# Shimano RD-5600 v. RD-5700



## Stogaguy (Feb 11, 2006)

I am interested in the differences between two different models of Shimano 105 rear derailleurs; specifically the RD-5600 GS and the RD 5700 GS. After looking at various sources, it appears that they are essentially identical. If I understand it correctly the biggest difference between the 5600 and 5700 series groups is the shifters. Can someone confirm that I have this right. If no, what am I missing? Thank you in advance for your help.


----------



## AndrwSwitch (May 28, 2009)

Brakes are different too.

Cross-compatibility of the derailleurs should be fine, though. I skipped straight from an old 5500 rear derailleur to the 5700 with no issue.


----------



## redlude97 (Jun 29, 2010)

The revised 5700 RD, 5700A model accepts a 30T compared to 28T of the 5600/5700


----------



## LC (Jan 28, 2004)

RD5600 is rated for 27T max, RD5700 for 28T
Does not mean you can't go over a little, but that is what Shimano says.


----------



## redlude97 (Jun 29, 2010)

LC said:


> RD5600 is rated for 27T max, RD5700 for 28T
> Does not mean you can't go over a little, but that is what Shimano says.


Doh forgot 5600 was still 27T, the clearance on the 5700A is actually changed though so it can potentially take a larger cog than the 5600/5700


----------



## Stogaguy (Feb 11, 2006)

*5700A details?*

Thanks for the input. Shimano's website does not list the 5700A version of the derailleur. Does anyone have a link to Shimano's information on this model.

I will have to check the version that is on my girlfriend's bike. She has the a RD-5700 SS, but I do not know if it is the "A" or the regular version. Her derailleur will handle a 32T cog no problem. I have tried it. However, it does not have sufficient wrap capacity to handle a 12-32 cassette coupled with a 34/50 in front. Thus my interest in the GS version of the derailleur.


----------



## redlude97 (Jun 29, 2010)

Total capacity didn't change with the 5700A-GS, still 39T, compared to 33T for the SS. Although it doesn't have enough capacity on paper, I bet you can use the SS just fine if you stay out of the 34/12 and 34/13 combos which you shouldn't really be using anyways


----------



## wibly wobly (Apr 23, 2009)

I have a long cage 5600 RD shifting perfectly on a 9 speed 11-32. I pulled out the B screw and reversed it. It just, just clears the 32. No issues whatsoever bouncing around rocks and roots or steep pitches. No way it would clear a 34 though. Maybe if you replaced the B screw with something longer, dunno. Not sure if this helps you any.


----------



## Stogaguy (Feb 11, 2006)

*Markings on RD-5700A*

Is the "A" version of the derailleur clearly marked in some way? How do I know which version I am look at.

I checked my GF's bike and it is simply marked "5700" on the backside of the derailleur's parallelogram.

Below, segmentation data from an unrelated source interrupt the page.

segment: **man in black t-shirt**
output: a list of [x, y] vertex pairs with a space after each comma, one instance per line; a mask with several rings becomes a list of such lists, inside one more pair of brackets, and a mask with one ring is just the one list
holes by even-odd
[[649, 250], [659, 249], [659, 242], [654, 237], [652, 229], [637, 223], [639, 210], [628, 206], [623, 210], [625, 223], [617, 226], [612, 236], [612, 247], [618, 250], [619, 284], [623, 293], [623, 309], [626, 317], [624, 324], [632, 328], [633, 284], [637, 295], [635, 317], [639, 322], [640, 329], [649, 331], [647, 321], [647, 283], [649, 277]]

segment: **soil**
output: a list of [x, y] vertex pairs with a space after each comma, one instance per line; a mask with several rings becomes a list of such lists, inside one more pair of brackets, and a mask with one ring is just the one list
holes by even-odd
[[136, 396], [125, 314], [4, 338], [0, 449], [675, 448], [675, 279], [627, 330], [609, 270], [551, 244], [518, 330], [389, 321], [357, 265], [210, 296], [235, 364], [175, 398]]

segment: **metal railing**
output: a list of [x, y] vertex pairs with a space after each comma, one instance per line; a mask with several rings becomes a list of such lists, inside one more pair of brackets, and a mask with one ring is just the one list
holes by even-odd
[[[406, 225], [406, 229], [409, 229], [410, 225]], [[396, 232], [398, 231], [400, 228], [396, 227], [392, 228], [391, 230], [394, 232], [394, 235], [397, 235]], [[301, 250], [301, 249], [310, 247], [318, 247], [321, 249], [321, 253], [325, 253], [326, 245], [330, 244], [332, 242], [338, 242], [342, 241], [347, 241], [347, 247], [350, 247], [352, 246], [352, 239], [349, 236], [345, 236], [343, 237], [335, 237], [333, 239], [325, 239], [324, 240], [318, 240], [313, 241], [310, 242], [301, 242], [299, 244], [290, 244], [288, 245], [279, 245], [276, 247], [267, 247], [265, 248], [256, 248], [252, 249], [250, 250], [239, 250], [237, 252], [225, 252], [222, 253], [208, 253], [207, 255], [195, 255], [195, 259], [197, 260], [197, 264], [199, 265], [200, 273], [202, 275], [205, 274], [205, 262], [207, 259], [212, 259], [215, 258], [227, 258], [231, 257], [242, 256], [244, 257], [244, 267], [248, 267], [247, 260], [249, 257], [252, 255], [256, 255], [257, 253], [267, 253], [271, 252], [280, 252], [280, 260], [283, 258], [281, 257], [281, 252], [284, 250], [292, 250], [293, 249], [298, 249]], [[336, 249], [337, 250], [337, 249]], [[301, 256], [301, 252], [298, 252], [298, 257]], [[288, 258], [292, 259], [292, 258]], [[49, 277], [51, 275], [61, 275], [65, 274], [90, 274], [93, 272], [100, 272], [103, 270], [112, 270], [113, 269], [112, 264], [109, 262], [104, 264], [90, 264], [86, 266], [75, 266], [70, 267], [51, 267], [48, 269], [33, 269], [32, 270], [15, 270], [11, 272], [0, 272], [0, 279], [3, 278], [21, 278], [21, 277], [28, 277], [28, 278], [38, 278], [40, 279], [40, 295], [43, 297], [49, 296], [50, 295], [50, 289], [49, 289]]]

Call me cynical or OCD, but it would be typical of the bike industry to make a modification to an existing product and not put any identifying marks on it.

I agree that the SS version will probably work just fine with the 12-32 & 34/50 as long as the 12 and 13 are avoided when running on the 34. However, I know for a fact that my GF would prefer that I set her bike up so that she does not have to concern herself with such things...:thumbsup:


----------



## nhluhr (Sep 9, 2010)

The "A" version may have the 5700A stamping on the back of the parallelogram but it also has the "30T" capacity denoted on the cage:


----------



## Stogaguy (Feb 11, 2006)

*Good to know*

Thank you very much for this info and for taking the time to illustrate it.


----------



## Stogaguy (Feb 11, 2006)

*Excellent!*

Based on this photo, my GF's derailleur is the 5700 SS, not the 5700A SS. My experiments with a 32T cog would therefore indicate that whatever derailleur I get (5700 GS or 5700A GS) will handle the 32 without issue. Thankfully, Trek put a longish derailleur hanger on the bike...


----------



## Phredly (May 2, 2012)

Just found your post--I've been running a 5700 A GS with a Sram 1070 12-32 and a 5603 compact triple 50-39-30 for several months now on a 2010 Specialized Roubaix Comp Triple. Shifts great and solved my problems in the local mountains. Your wife will love it


----------



## Stogaguy (Feb 11, 2006)

*Good to know*

Thank you for your post. This confirms the rest of the discussion.


----------